First lady balances work, advocacy and campaigning
Sandra Larson | 9/16/2010, 8:26 a.m.
Four years ago, Diane Patrick was an enthusiastic participant in the campaign to make Deval Patrick the first black governor in Massachusetts history. She exchanged hugs and handshakes at spaghetti dinners, beauty parlors and parades, intent on telling voters about this unknown man, her husband, and why he should be their governor.
November 2006 brought a heady victory — but the victor’s wife was headed for a fall.
The pressures of the long campaign and of assuming the first lady role while working as a partner at a prominent law firm took a toll on her, exacerbated by the growing awareness that everything about her and her family was now open to public scrutiny. Six weeks after the inauguration, Diane Patrick hit bottom, succumbing to a widely publicized bout of depression.
She reemerged after a month of rest and treatment, and resumed work.
That crisis, which she couldn’t easily keep private, made her an accidental spokesperson for mental health issues. She was even honored by the national Campaign for Mental Health Reform for her willingness to talk about her depression.
But during her tenure as first lady, Patrick has far more often chosen to address a different ill — domestic violence.
It, too, is an ill she knows firsthand.
“Thirty years ago I was in a terrible marriage ... an extremely abusive relationship,” she told worshippers on a recent Sunday at Dorchester’s Greater Zion Church of God in Christ. She was invited to speak to the congregation as part of their annual Women’s Conference. “It took me to the lowest depths. I was afraid to get out,” she said.
Unlike many such tales, Patrick’s turns upward. She got out.
Living in Los Angeles after finishing Loyola Law School and beginning her legal career, she was trying to end the abusive marriage when a friend introduced her to a young lawyer who had come to L.A. from the East Coast for a one-year federal court clerkship.
That man was Deval Patrick. She credits him with a large part in helping her move her life forward.
“I couldn’t imagine a young man would find me, broken, and lift me up,” she told the church members, “and remind me that I had the strength and the voice to walk out of that relationship.”
They’ve now been married for 26 years, she announced, and her rapt audience rewarded her with a round of applause.
Mary Lauby, executive director of Jane Doe Inc., a statewide coalition of sexual assault and domestic violence programs, said the first lady’s story is important to hear because it helps dispel myths about domestic violence victims.

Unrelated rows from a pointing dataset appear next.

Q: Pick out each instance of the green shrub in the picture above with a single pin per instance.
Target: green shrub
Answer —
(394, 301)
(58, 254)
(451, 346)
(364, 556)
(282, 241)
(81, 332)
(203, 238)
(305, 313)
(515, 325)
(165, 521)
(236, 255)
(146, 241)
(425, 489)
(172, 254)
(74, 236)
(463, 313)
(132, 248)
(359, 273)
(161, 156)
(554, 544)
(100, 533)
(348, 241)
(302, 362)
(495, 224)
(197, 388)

“Diane was a young professional in a marriage with a batterer, and she continued to move forward professionally while still involved,” said Lauby. “And she was able to move away from the abuse, into not just another relationship, but a successful relationship.”
Patrick serves on the board of Jane Doe and is featured in a public service announcement the organization produced. She has appeared at hundreds of events spotlighting the issue, from vigils to award ceremonies to projects such as the Silent Witness Exhibit, for which she helped paint life-size wooden silhouettes representing men, women and children killed as a result of domestic violence.